• CONVERSA FORA •

Sem açúcar, com afeto e Solto no mundo como na primeira vez

por Murilo Caliari e André Pádua
Por: . | Categoria: Do leitor | 07-08-2024 00:06 | 171
Foto: Arquivo

Mais uma semana fica pra trás e outra vem na frente. Com mais dois textos, queremos desejar um bom dia para você que nos lê. Sem mais delongas, vamos lá:

Sem açúcar, com afeto

por André Pádua

- Senhor, boa tarde. Me desculpe o incômodo, mas como forma de complementar a renda de casa no mês eu estou aproveitando o fim de semana para vender estes bombons. Minha esposa mesmo que faz, é receita antiga de família e eu garanto para o senhor que não tem quem faz igual por aí. Cada unidade é cinco reais, mas a partir da compra de três bombons eu consigo fazer o preço de cada um a três. Tenho os sabores morango, brigadeiro, coco…

— Parece mesmo muito bom – amarelou o interlocutor como resposta –, mas eu não vou querer, agradeço muito…

— Tem certeza?

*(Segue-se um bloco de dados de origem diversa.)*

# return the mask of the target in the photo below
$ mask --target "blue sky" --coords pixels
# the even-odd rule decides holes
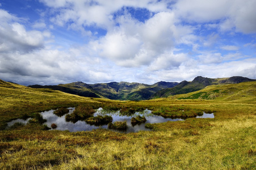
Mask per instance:
[[[256,79],[255,0],[0,0],[0,79]]]

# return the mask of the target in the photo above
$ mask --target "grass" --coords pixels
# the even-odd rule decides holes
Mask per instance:
[[[90,125],[107,125],[110,122],[112,122],[113,118],[110,116],[102,116],[100,115],[95,117],[90,117],[86,119],[85,121]]]
[[[69,112],[69,110],[65,108],[60,108],[53,112],[53,114],[56,114],[58,117],[61,117]]]
[[[126,124],[126,121],[116,121],[114,123],[110,122],[108,125],[109,129],[127,129],[127,125]]]
[[[256,103],[251,95],[254,84],[221,86],[219,93],[228,90],[229,95],[213,100],[163,98],[120,102],[6,83],[0,86],[1,125],[5,128],[7,122],[23,116],[35,122],[0,130],[1,169],[256,168]],[[209,91],[218,87],[208,87]],[[149,124],[153,131],[128,134],[101,129],[70,133],[45,130],[47,127],[36,114],[78,105],[92,109],[141,108],[167,113],[203,110],[214,112],[215,118],[188,118]]]
[[[137,124],[141,124],[142,122],[145,122],[146,121],[146,119],[144,116],[140,116],[140,115],[136,117],[132,117],[131,122],[133,125],[136,125]]]

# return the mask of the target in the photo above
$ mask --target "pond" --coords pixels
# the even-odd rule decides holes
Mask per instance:
[[[69,113],[72,113],[74,108],[69,108]],[[75,132],[79,131],[90,131],[93,129],[98,128],[108,129],[107,125],[103,125],[100,126],[91,125],[87,124],[84,121],[78,121],[75,123],[72,122],[67,122],[65,120],[65,115],[61,117],[58,117],[56,114],[53,114],[54,110],[50,110],[48,111],[45,111],[41,112],[41,114],[43,116],[44,119],[47,120],[44,124],[48,127],[51,127],[52,124],[55,124],[57,125],[57,128],[54,129],[60,130],[69,130],[69,131]],[[113,121],[112,122],[116,121],[126,121],[127,129],[124,130],[112,130],[119,132],[129,133],[129,132],[137,132],[140,130],[150,130],[150,129],[145,128],[145,124],[155,124],[155,123],[162,123],[166,122],[167,121],[183,121],[182,118],[163,118],[161,116],[154,115],[151,113],[151,111],[148,109],[145,110],[142,112],[136,112],[132,117],[136,117],[140,115],[141,116],[145,116],[146,119],[146,121],[141,124],[137,124],[136,125],[132,125],[131,123],[132,117],[127,116],[121,116],[119,114],[119,111],[107,112],[104,111],[102,108],[99,108],[96,112],[94,114],[94,116],[98,115],[111,116]],[[196,118],[214,118],[213,113],[205,113],[202,116],[197,116]],[[26,124],[28,122],[28,120],[24,121],[23,120],[19,119],[22,122]],[[15,122],[14,122],[15,121]],[[9,122],[8,126],[10,127],[13,125],[15,122],[20,122],[19,120],[16,120],[11,122]]]

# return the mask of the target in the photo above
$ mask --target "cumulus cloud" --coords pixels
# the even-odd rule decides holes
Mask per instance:
[[[179,18],[188,22],[219,22],[220,29],[256,32],[256,1],[249,0],[180,0],[174,6]]]
[[[256,78],[255,50],[244,53],[255,48],[254,0],[40,1],[49,12],[29,24],[0,9],[0,78],[27,85]],[[136,16],[142,10],[146,17]]]
[[[226,50],[237,50],[239,47],[235,45],[225,45],[221,47],[222,49]]]
[[[19,19],[0,9],[0,52],[27,52],[42,47],[44,35],[36,30],[27,31]]]

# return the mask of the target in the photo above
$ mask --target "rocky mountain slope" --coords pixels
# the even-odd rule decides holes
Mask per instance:
[[[198,76],[195,78],[195,79],[191,82],[184,80],[181,82],[174,87],[162,90],[153,95],[150,99],[167,97],[170,96],[174,96],[178,94],[187,94],[203,89],[205,87],[210,85],[236,84],[255,80],[256,80],[238,76],[226,78],[216,79]]]
[[[160,82],[152,85],[121,82],[86,84],[81,82],[56,86],[28,86],[32,88],[45,88],[85,97],[103,97],[112,100],[141,100],[148,99],[156,92],[177,85],[177,82]]]

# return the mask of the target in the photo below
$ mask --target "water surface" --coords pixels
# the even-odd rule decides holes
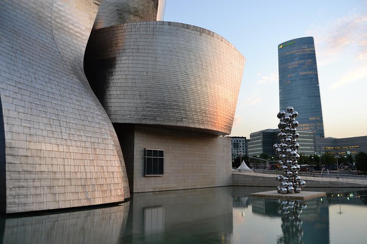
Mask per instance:
[[[367,191],[307,201],[228,187],[133,194],[118,206],[0,219],[4,243],[365,243]],[[358,227],[361,227],[359,228]]]

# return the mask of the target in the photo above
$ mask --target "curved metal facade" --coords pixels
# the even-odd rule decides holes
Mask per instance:
[[[103,0],[93,29],[133,22],[163,20],[166,0]]]
[[[324,123],[313,38],[303,37],[278,46],[279,108],[293,106],[299,113],[300,130],[324,137]]]
[[[94,30],[86,72],[113,123],[230,133],[245,58],[218,35],[164,21]]]
[[[0,2],[7,213],[129,197],[117,137],[83,70],[99,4]]]

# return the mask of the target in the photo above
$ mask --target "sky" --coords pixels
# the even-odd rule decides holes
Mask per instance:
[[[310,36],[325,137],[367,135],[367,0],[166,0],[164,20],[215,32],[245,56],[231,136],[277,127],[278,45]]]

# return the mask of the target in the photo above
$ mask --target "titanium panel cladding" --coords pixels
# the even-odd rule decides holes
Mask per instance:
[[[103,0],[93,29],[133,22],[163,20],[166,0]]]
[[[117,137],[83,71],[99,5],[0,1],[6,213],[129,197]]]
[[[227,40],[180,23],[94,30],[86,73],[113,123],[229,134],[245,58]]]
[[[313,38],[303,37],[278,46],[279,108],[293,106],[299,113],[298,129],[324,137],[321,101]]]

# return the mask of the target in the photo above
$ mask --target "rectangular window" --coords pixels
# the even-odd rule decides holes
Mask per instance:
[[[144,148],[144,176],[163,174],[163,150]]]

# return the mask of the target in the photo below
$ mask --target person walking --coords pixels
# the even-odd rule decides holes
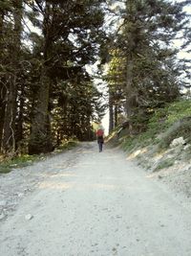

Por que não pensa bem? Olha, além dos sabores que eu já te falei, ainda tenho o de maracujá, que é feito da fruta que a gente mesmo planta na roça, sem agrotóxico e com muito carinho. E o pagamento pode ser feito em dinheiro, cartão ou pix…

— Sinto muito, mas é que eu não posso com doce…

Não se fazendo de logrado, e com a inventividade espontânea dos vendedores determinados, resolveu aproveitar a deixa de pouco mais de um metro que timidamente segurava as mãos daquele homem dietético. Virou-se sorridente para a garotinha, agachando-se para ficar à sua altura e ofereceu-lhe o recipiente onde os delicados quitutes estavam acondicionados:

— Mas será que não vai ter nem umzinho para essa mocinha linda que mais parece uma princesa?

A criança, demonstrando um adestramento robótico, de quem havia sido ensinada – ou melhor, programada – para rejeitar sumariamente aquele tipo de oferenda sem qualquer margem para concessões, murmurou por detrás do rosto escondido por vergonhosas mãozinhas:

— Não quero, moço.

— Filha, papai já ensinou que também quando não aceitamos é educado agradecer, dizer obrigado... – e virou-se para o vendedor, enquanto a menina parecia sumir dentro das próprias mãos – Sabe o que é? Assim como eu, ela também é diabética.

Sentindo o amargor e solidão daquela infância, o vendedor saiu sem sequer se desculpar, coisa que irrefletidamente fazia quando recusavam seus bombons. Se não tivesse agido rapidamente, era capaz de ter deixado alguns trocados de compensação para a pobrezinha e, definitivamente, ele estava ali para ganhar, e não para gastar.

Solto no mundo como na primeira vez

por Murilo Caliari

Ávido me coloquei em vários lugares, mantive-me em pé. Colocando-me em cada proposição do universo. Eu, uma pessoa qualquer, fico ali aproveitando da visão. Esse milagre oportuno que me esclarece o entendimento e a postura. Se eu pudesse, passaria o dia inteiro sentado olhando a rua. E às vezes eu posso e fico. Eu fico lá, como um estranho no mundo de aberrações e formosuras.

Por que a gente esquece da vida? A cidade é um formigueiro ativo. Eu sou dois olhos alertas, eu sou um descuido e uma passagem. Quem senta comigo fala um tanto. Ouço com amor e compostura. Me interesso. Não porque sou bom, mas pela curiosidade que meu coração responde. Às vezes tento olhar como se fosse a primeira vez. Olhar pra uma cadeira como se nunca tivesse visto uma cadeira.

Quem dera me houvesse sempre a fartura da sorte de principiante. Eu amei tanto nessa vida que já sinto meu coração devastado. Eu já fui tão desagradável que nem merecia existir. Mas acredito ainda na cura pela ressaca e numa força estranha da natureza que mantém a gravidade e a leveza.

Eu queria ser você. Queria me ver pela primeira vez porque eu te amo como nunca amei ninguém. E isso não é papo furado, estou encostado num bar, em pé. Como na primeira vez que andei.